When asked by the ABC reporter if patients knew their doctors were receiving payments from the insurance company in return for a service that helps to increase the profits of the insurance company, the response from BCN was “not specifically.”
A study fielded by the National Consumers League demonstrated that switching a patient to a generic medicine doesn’t always result in positive outcomes:
- 15% of general Rx users saying that they or a family member experienced therapeutic substitution
– Nearly half of Rx users (47%) were dissatisfied (or their family was) with how the process occurred and report that this substitution did not result in lower pocket costs.
– More than a third (40%) said that the new medication was not as effective as the original one, and nearly a third (30%) experienced more side-effects following the substitution.
– Large majorities of Rx users think that the potential side effects of the new medication, the patient’s medical history, how well the drug works and the prescribing physician's opinion are factors that are absolutely essential when decisions are made about therapeutic substitution.
Just as no two patients have the same biochemistry, no two medicines are exactly equivalent. But if your primary goal is to reduce short-term costs, that's an inconvenient truth.

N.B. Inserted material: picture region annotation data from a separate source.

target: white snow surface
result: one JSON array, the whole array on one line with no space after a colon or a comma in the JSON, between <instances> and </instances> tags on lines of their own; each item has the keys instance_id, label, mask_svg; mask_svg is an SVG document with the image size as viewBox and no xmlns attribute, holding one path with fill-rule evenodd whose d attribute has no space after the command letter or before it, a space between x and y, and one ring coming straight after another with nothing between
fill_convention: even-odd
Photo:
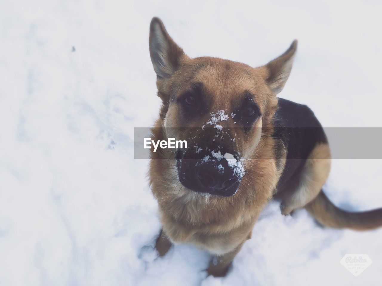
<instances>
[{"instance_id":1,"label":"white snow surface","mask_svg":"<svg viewBox=\"0 0 382 286\"><path fill-rule=\"evenodd\" d=\"M0 285L380 284L382 230L322 228L304 210L282 216L277 202L225 277L206 278L209 256L191 246L157 258L157 207L133 136L160 104L148 45L154 16L193 57L256 66L298 39L280 96L308 104L326 127L382 127L382 2L1 6ZM382 206L381 167L333 160L325 191L346 209ZM372 264L355 277L340 263L347 253Z\"/></svg>"}]
</instances>

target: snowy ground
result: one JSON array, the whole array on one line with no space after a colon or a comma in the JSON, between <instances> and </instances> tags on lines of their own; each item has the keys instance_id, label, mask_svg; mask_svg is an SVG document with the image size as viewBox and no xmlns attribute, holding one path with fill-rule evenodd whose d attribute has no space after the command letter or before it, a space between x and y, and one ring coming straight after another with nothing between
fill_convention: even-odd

The repercussions of choosing short-term thinking over long-term results, of short-term cost-based choices over patient-based care, of “me-too” medicines over the right medicine for the right patient at the right time—are pernicious to both the public purse as well as the public health.
http://content.nejm.org/cgi/content/full/NEJMp1006304?query=OF
The key paragraph is:
"The challenge is to deliver the benefits of this work to patients. As the leaders of the National Institutes of Health (NIH) and the Food and Drug Administration (FDA), we have a shared vision of personalized medicine and the scientific and regulatory structure needed to support its growth. Together, we have been focusing on the best ways to develop new therapies and optimize prescribing by steering patients to the right drug at the right dose at the right time."
Sadly not everyone shares their commitment. There are those in the agencies both of them lead who oppose their vision. I know since I have met and heard them speak. One of them -- from the NIH -- called the ALLHAT study the "gold standard" of evidence-based medicine. Must have received his MD from the Rosa Delauro School of Biomarker Science (Merrill Goozner, Dean of Academic Research).
At the same time, personalized medicine does not automatically translate into faster approvals. It would be easy to chalk this up to agency risk aversion across the board. Rather, I think it is more a matter of over time that the regulatory system has been able to become bloated and expensive because the way health care technologies have been paid for allowed both industry and government to pass the cost of oversight on to consumers, inefficiencies and all. Is the process of developing new medicines risky and expensive? You bet it is. But could it be less so and could industry made or demanded more efficiencies in product cycles and manufacturing? Absolutely. And will more of the fate and future of a produce be determined in the market rather than in the clinical period. That will be true as well. Especially when in comes to finding new uses based on the same pathways in different diseases or disease sites.
So faster approvals will still matter, but faster adoption or approvals for new uses will likely matter more. Which means getting to "no" faster in the early stages of development and finding multiple uses in the real world. And both will depend on personalized medicine as defined by Drs. Hamburg and Collins.